Hacker News new | ask | show | jobs
by ejstronge 2930 days ago
>> This is a very bad example of what factors are for in R, because it makes it seem like factors are for defining variables or keys in key value pairs

> That is the approach for tidy data, which is used a lot in the R tidyverse (http://tidyr.tidyverse.org/articles/tidy-data.html)
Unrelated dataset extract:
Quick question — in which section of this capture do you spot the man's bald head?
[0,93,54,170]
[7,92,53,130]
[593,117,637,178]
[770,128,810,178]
Do you have a reference to where Hadley et al. suggest using factors in a key-value system? I'm reading Wickham's books at the moment and have not seen this assertion. Indeed, I believe he would not state this, as he explains the utility of factors explicitly:

    A factor is a vector that can contain only predefined values, and is used to store categorical
    data... Factors are useful when you know the possible values a variable may take, even if you don’t
    see all values in a given dataset...
Advanced R, pp. 21-22
1 comments

It was my interpretation of the original article quote that it was referring to tidy schema, but I could be incorrect. (the gather() function of tidyr names its parameters key and value as well, and the function is described as "Gather columns into key-value pairs": http://tidyr.tidyverse.org/reference/gather.html)
If you are interested in this topic and haven't seen Advanced R, I'd recommend taking a look - the book explains why those functions have key-value pairs as parameter names. Note that the functions you cite aren't related to factors.